Damit war unser Atacama Roadtrip auch schon fast vorüber. Nach einer langen Fahrt zurück nach San Pedro de Atacama stockten wir unsere Vorräte ein letztes Mal auf, bezogen unseren bereits getesteten Zeltplatz im Kaktustal und verbrachten eine letzte Nacht in der Einsamkeit der Wüste, bevor wir unseren Wagen am nächsten Tag zurück nach Calama brachten und uns auf unser nächstes Abenteuer vorbereiteten.

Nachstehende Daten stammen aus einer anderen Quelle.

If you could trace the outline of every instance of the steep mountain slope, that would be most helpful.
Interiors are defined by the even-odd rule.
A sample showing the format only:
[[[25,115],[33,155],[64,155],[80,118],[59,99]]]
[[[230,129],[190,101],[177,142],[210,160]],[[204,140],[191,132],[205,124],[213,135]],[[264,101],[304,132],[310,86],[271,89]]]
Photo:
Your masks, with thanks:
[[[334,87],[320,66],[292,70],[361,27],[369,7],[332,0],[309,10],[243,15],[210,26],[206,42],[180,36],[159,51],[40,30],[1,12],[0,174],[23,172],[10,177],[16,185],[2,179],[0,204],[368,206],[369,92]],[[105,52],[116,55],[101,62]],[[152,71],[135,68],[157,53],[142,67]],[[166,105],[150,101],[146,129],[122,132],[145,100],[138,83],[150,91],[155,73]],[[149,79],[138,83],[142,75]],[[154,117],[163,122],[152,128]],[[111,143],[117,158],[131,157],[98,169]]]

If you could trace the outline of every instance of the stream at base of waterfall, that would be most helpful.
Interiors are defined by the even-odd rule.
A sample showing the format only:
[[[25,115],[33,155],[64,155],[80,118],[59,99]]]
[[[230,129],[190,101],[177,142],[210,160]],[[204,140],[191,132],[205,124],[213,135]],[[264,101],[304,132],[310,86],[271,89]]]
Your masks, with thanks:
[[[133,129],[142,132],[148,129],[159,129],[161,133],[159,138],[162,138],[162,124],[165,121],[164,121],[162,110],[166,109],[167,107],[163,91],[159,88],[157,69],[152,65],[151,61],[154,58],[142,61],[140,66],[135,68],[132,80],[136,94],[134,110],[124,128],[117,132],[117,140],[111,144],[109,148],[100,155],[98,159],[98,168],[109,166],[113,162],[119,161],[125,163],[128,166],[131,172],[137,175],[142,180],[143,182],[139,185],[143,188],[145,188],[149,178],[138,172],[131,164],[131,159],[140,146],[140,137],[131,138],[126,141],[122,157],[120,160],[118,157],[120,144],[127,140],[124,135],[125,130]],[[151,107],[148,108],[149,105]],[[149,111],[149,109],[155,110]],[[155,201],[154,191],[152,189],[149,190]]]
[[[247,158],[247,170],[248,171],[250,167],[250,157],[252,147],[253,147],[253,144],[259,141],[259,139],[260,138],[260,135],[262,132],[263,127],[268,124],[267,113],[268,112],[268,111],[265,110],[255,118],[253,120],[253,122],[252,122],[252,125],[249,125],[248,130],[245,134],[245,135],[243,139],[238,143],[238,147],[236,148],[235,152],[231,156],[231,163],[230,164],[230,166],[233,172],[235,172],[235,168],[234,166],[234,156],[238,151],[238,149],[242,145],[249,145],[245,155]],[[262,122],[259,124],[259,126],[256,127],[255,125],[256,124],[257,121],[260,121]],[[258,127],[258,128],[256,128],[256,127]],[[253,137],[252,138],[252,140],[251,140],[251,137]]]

Atacama Roadtrip: Tipps und Tricks

Wir haben uns einen Allradwagen über Sunnycars angemietet. Ein 4WD hat sich für unseren Roadtrip als goldrichtig herausgestellt. Billig ist der Spaß natürlich nicht, aber wenn du, so wie wir, das Auto mit fünf Leuten voll machen kannst und ihr euch die Kosten teilt, kommst du nicht sehr viel teurer und dafür deutlich individueller als mit diversen Touren ab San Pedro de Atacama.

Wir hatten überhaupt keine Probleme damit, Stellplätze für die Nacht zu finden. Wie bereits in Portugal haben wir dafür die iOverlander-App verwendet. Für uns war es allerdings auch ziemlich praktisch, zwischendurch mal eine Nacht in San Pedro zu verbringen. Eine Dusche und neue Essensvorräte haben ja noch niemandem geschadet. Das Oasenörtchen ist extrem teuer, daher schwören wir nach mehr als einer Woche in der Umgebung auf die Casa Campestre: Freundliche und extrem hilfsbereite Mitarbeiter, eine entspannte Atmosphäre, saubere Sanitäranlagen und eine tolle Küche zu einem für San Pedro ziemlich niedrigem Preis. Dafür haben wir sehr gern ein paar Meter mehr vom Ortsrand in das Zentrum auf uns genommen.

Neben der Übernachtung ist auch die Ernährung in San Pedro de Atacama nicht unbedingt günstig. Wir haben uns daher einen Grundstock an Nahrungsmitteln in Calama zugelegt und den mit frischen Lebensmitteln auf einem kleinen Markt am Friedhof von San Pedro aufgestockt. Daneben haben wir nach mehreren Monaten Reise fast täglich extrem gutes Brot aus der Franchuteria genossen.

Wenn du, so wie wir, eine Jeep-Tour nach Bolivien planst, solltest du in San Pedro de Atacama genügend Zeit zur Akklimatisierung einplanen. Der Grenzübergang nach Bolivien liegt auf 4.400m Höhe und bietet damit genügend Möglichkeiten für die Höhenkrankheit. Nach unserem Atacama Roadtrip mit zwei Nächten auf über 3.000m Höhe und weiteren Höhenausflügen haben wir keinerlei Probleme verspürt.